That modern philanthropy which has been overcoming the world during the last century and has put a spirit of religion into politics, is expressed in ten thousand dogmas and formulas. These things are the hieroglyphics of the most complex period in history, but they all read Love.
The love of man for his fellows is the substantial content of every ideal, of every reform. In so far as any political cry is valuable, it represents this and nothing more. Liberty, Equality and Fraternity, The Declaration of Independence, Utilitarianism, Fourierism, Socialism, Prohibition, Christian Science and the Salvation Army carry the same message; and it is only because of this truth, and in spite of the fact that it is always wrapped up in every kind of falsehood, that they move the world forward. Take socialism. This thing is the logical outcome of the passion of pity at work in men who believe that the desire for property is the controlling factor in human arrangements. The selfishness of the individual has been assumed as a fundamental law in that school of thought, which has been dominating all our thought, and which we habitually accept as final. It receives support from a superficial view of human nature, and time out of mind has been the belief of shallow people. But the great intellect and the great labor of the socialists have been unable to make any impression upon the mind of a man. We know that their reasoning is foolish. It is to the heart that their appeal is made. Bellamy’s book sells by the hundred thousand to tender-hearted people. It is a plea for humanity. It is Uncle Tom’s Cabin. The function of Socialism is clear. It is a religious reaction going on in an age which thinks in terms of money. We are very nearly at the end of it, because we are very nearly at the end of the age. Some people believe they hate the wealth of the millionaire. They denounce corporations and trusts, as if these things had hurt them. They strike at the symbol. What they really hate is the irresponsible rapacity which these things typify, and which nothing but moral forces will correct. In so far as people seek the cure in property-laws they are victims of the plague. The cure will come entirely from the other side; for as soon as the millionaires begin to exert and enjoy the enormous power for good which they possess, everybody will be glad they have the money.
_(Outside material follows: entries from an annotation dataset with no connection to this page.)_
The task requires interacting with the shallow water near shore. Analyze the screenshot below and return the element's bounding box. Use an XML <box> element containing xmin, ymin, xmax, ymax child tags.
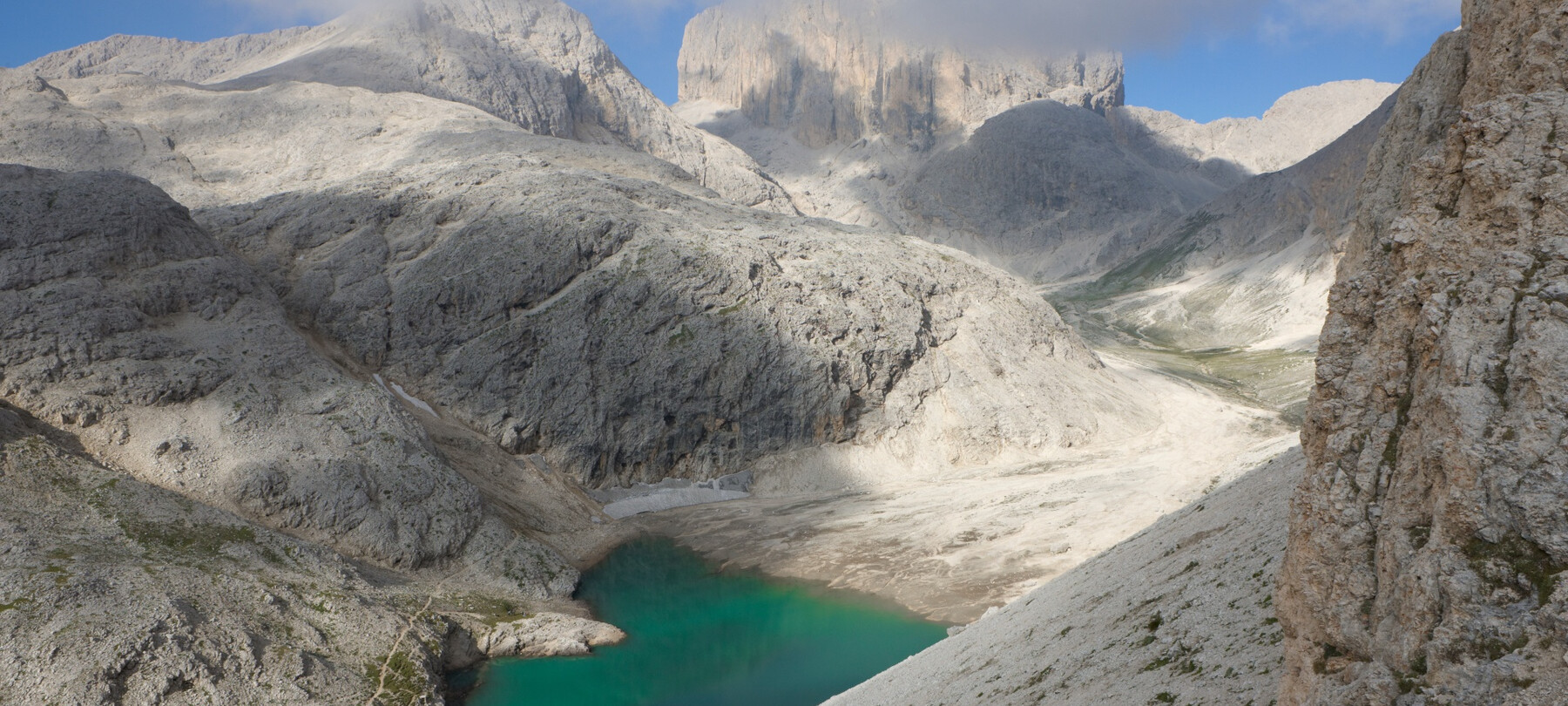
<box><xmin>459</xmin><ymin>538</ymin><xmax>947</xmax><ymax>706</ymax></box>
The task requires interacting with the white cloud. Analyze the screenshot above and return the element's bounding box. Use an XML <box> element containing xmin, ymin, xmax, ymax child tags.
<box><xmin>1272</xmin><ymin>0</ymin><xmax>1460</xmax><ymax>39</ymax></box>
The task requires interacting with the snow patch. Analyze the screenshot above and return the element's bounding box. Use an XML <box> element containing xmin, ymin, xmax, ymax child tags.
<box><xmin>372</xmin><ymin>375</ymin><xmax>441</xmax><ymax>419</ymax></box>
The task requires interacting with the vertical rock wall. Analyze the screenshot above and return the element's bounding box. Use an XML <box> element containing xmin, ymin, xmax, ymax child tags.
<box><xmin>1278</xmin><ymin>0</ymin><xmax>1568</xmax><ymax>704</ymax></box>
<box><xmin>679</xmin><ymin>0</ymin><xmax>1123</xmax><ymax>147</ymax></box>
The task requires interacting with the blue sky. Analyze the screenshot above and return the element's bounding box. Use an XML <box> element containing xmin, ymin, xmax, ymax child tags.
<box><xmin>0</xmin><ymin>0</ymin><xmax>1458</xmax><ymax>121</ymax></box>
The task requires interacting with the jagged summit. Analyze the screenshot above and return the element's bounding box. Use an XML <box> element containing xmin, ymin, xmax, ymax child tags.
<box><xmin>24</xmin><ymin>0</ymin><xmax>794</xmax><ymax>212</ymax></box>
<box><xmin>679</xmin><ymin>0</ymin><xmax>1123</xmax><ymax>147</ymax></box>
<box><xmin>676</xmin><ymin>0</ymin><xmax>1394</xmax><ymax>282</ymax></box>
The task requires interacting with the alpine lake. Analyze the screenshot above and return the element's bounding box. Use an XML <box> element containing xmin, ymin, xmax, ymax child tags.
<box><xmin>451</xmin><ymin>538</ymin><xmax>947</xmax><ymax>706</ymax></box>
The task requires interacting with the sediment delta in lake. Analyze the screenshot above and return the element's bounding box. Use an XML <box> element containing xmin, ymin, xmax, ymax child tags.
<box><xmin>0</xmin><ymin>0</ymin><xmax>1543</xmax><ymax>706</ymax></box>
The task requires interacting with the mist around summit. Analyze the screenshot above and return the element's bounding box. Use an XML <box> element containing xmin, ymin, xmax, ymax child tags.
<box><xmin>0</xmin><ymin>0</ymin><xmax>1568</xmax><ymax>706</ymax></box>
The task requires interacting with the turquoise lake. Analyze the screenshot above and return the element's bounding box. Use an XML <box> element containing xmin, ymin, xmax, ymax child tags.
<box><xmin>455</xmin><ymin>538</ymin><xmax>947</xmax><ymax>706</ymax></box>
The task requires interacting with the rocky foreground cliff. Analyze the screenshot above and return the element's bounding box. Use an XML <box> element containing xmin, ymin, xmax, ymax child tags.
<box><xmin>1280</xmin><ymin>0</ymin><xmax>1568</xmax><ymax>704</ymax></box>
<box><xmin>0</xmin><ymin>0</ymin><xmax>1278</xmax><ymax>693</ymax></box>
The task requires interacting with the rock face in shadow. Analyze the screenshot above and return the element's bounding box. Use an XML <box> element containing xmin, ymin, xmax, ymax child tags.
<box><xmin>898</xmin><ymin>100</ymin><xmax>1219</xmax><ymax>279</ymax></box>
<box><xmin>0</xmin><ymin>43</ymin><xmax>1149</xmax><ymax>486</ymax></box>
<box><xmin>24</xmin><ymin>0</ymin><xmax>794</xmax><ymax>214</ymax></box>
<box><xmin>679</xmin><ymin>0</ymin><xmax>1123</xmax><ymax>147</ymax></box>
<box><xmin>676</xmin><ymin>0</ymin><xmax>1394</xmax><ymax>282</ymax></box>
<box><xmin>0</xmin><ymin>404</ymin><xmax>416</xmax><ymax>703</ymax></box>
<box><xmin>1063</xmin><ymin>90</ymin><xmax>1394</xmax><ymax>350</ymax></box>
<box><xmin>827</xmin><ymin>449</ymin><xmax>1303</xmax><ymax>706</ymax></box>
<box><xmin>1280</xmin><ymin>0</ymin><xmax>1568</xmax><ymax>704</ymax></box>
<box><xmin>0</xmin><ymin>165</ymin><xmax>576</xmax><ymax>598</ymax></box>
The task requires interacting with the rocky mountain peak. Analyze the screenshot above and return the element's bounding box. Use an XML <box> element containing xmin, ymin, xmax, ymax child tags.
<box><xmin>679</xmin><ymin>0</ymin><xmax>1123</xmax><ymax>147</ymax></box>
<box><xmin>27</xmin><ymin>0</ymin><xmax>795</xmax><ymax>214</ymax></box>
<box><xmin>1278</xmin><ymin>0</ymin><xmax>1568</xmax><ymax>704</ymax></box>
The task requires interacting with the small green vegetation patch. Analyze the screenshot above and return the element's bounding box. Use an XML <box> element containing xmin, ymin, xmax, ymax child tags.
<box><xmin>1464</xmin><ymin>533</ymin><xmax>1568</xmax><ymax>606</ymax></box>
<box><xmin>365</xmin><ymin>651</ymin><xmax>429</xmax><ymax>706</ymax></box>
<box><xmin>121</xmin><ymin>518</ymin><xmax>255</xmax><ymax>555</ymax></box>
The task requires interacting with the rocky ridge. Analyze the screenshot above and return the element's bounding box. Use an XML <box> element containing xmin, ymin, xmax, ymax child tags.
<box><xmin>1072</xmin><ymin>90</ymin><xmax>1392</xmax><ymax>353</ymax></box>
<box><xmin>678</xmin><ymin>0</ymin><xmax>1121</xmax><ymax>149</ymax></box>
<box><xmin>0</xmin><ymin>63</ymin><xmax>1146</xmax><ymax>486</ymax></box>
<box><xmin>1280</xmin><ymin>0</ymin><xmax>1568</xmax><ymax>704</ymax></box>
<box><xmin>0</xmin><ymin>165</ymin><xmax>630</xmax><ymax>704</ymax></box>
<box><xmin>676</xmin><ymin>2</ymin><xmax>1394</xmax><ymax>282</ymax></box>
<box><xmin>22</xmin><ymin>0</ymin><xmax>795</xmax><ymax>214</ymax></box>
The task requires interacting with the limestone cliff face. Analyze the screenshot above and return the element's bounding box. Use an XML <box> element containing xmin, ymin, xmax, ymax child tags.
<box><xmin>27</xmin><ymin>0</ymin><xmax>795</xmax><ymax>214</ymax></box>
<box><xmin>1280</xmin><ymin>0</ymin><xmax>1568</xmax><ymax>704</ymax></box>
<box><xmin>0</xmin><ymin>58</ymin><xmax>1149</xmax><ymax>495</ymax></box>
<box><xmin>679</xmin><ymin>0</ymin><xmax>1123</xmax><ymax>147</ymax></box>
<box><xmin>0</xmin><ymin>165</ymin><xmax>572</xmax><ymax>598</ymax></box>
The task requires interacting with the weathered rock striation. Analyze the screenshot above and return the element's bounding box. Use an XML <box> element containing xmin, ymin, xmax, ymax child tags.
<box><xmin>1062</xmin><ymin>88</ymin><xmax>1392</xmax><ymax>350</ymax></box>
<box><xmin>1107</xmin><ymin>78</ymin><xmax>1399</xmax><ymax>180</ymax></box>
<box><xmin>676</xmin><ymin>0</ymin><xmax>1394</xmax><ymax>282</ymax></box>
<box><xmin>0</xmin><ymin>34</ymin><xmax>1151</xmax><ymax>486</ymax></box>
<box><xmin>24</xmin><ymin>0</ymin><xmax>795</xmax><ymax>214</ymax></box>
<box><xmin>0</xmin><ymin>166</ymin><xmax>576</xmax><ymax>598</ymax></box>
<box><xmin>679</xmin><ymin>0</ymin><xmax>1123</xmax><ymax>149</ymax></box>
<box><xmin>1280</xmin><ymin>0</ymin><xmax>1568</xmax><ymax>706</ymax></box>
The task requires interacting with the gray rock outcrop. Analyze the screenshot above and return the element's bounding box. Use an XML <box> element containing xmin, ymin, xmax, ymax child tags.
<box><xmin>1280</xmin><ymin>0</ymin><xmax>1568</xmax><ymax>706</ymax></box>
<box><xmin>0</xmin><ymin>165</ymin><xmax>576</xmax><ymax>598</ymax></box>
<box><xmin>0</xmin><ymin>66</ymin><xmax>1148</xmax><ymax>486</ymax></box>
<box><xmin>1060</xmin><ymin>89</ymin><xmax>1392</xmax><ymax>350</ymax></box>
<box><xmin>22</xmin><ymin>0</ymin><xmax>794</xmax><ymax>214</ymax></box>
<box><xmin>679</xmin><ymin>0</ymin><xmax>1123</xmax><ymax>149</ymax></box>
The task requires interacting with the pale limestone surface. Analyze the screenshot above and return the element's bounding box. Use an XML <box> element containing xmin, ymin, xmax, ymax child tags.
<box><xmin>1109</xmin><ymin>78</ymin><xmax>1399</xmax><ymax>174</ymax></box>
<box><xmin>22</xmin><ymin>0</ymin><xmax>795</xmax><ymax>214</ymax></box>
<box><xmin>676</xmin><ymin>0</ymin><xmax>1394</xmax><ymax>284</ymax></box>
<box><xmin>1280</xmin><ymin>0</ymin><xmax>1568</xmax><ymax>706</ymax></box>
<box><xmin>639</xmin><ymin>357</ymin><xmax>1295</xmax><ymax>621</ymax></box>
<box><xmin>1078</xmin><ymin>92</ymin><xmax>1392</xmax><ymax>350</ymax></box>
<box><xmin>0</xmin><ymin>69</ymin><xmax>1154</xmax><ymax>486</ymax></box>
<box><xmin>478</xmin><ymin>614</ymin><xmax>625</xmax><ymax>657</ymax></box>
<box><xmin>828</xmin><ymin>447</ymin><xmax>1303</xmax><ymax>706</ymax></box>
<box><xmin>679</xmin><ymin>0</ymin><xmax>1123</xmax><ymax>149</ymax></box>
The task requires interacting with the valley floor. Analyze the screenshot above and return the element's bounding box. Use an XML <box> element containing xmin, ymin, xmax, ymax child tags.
<box><xmin>637</xmin><ymin>350</ymin><xmax>1295</xmax><ymax>623</ymax></box>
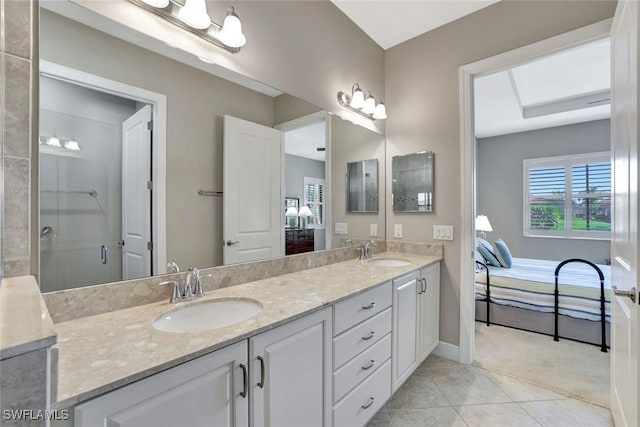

Socialism was useful, but as a theory it was fated from the beginning, because its prophets and saints are themselves spurred on by a different motive from that which they evoke in others. They offer us a religion that assumes that human nature is other than it is, a religion not based upon self-sacrifice, and so not based upon an appeal to primary passion, a religion beseeching us to make other people comfortable. Now the only motive which will make men labor for the comfort of others, is a belief that this is the quickest way of saving their souls. If souls are to be saved only through their own unselfish activity, then it is a lie to hold up property as a goal. The laboring man can be made happy only by the same means as the merchant. They must be saved together. The matter of the physical support of the individual follows in the wake of a regard for his soul, but never precedes it. The awakening of the spirit of individualism will bring support to the artisan by bringing in hand work. The machine work with which we have been content represents a loss of religion in the buyer proportionate to the selfishness of the times. No system based on thrift will displace it, but any movement based on self-sacrifice will tend to correct it. While socialism is worrying out the proof that a wise distribution of property will bring in virtue and happiness, other and directer formulations of the truth will have seized the spirits of men and saved the people.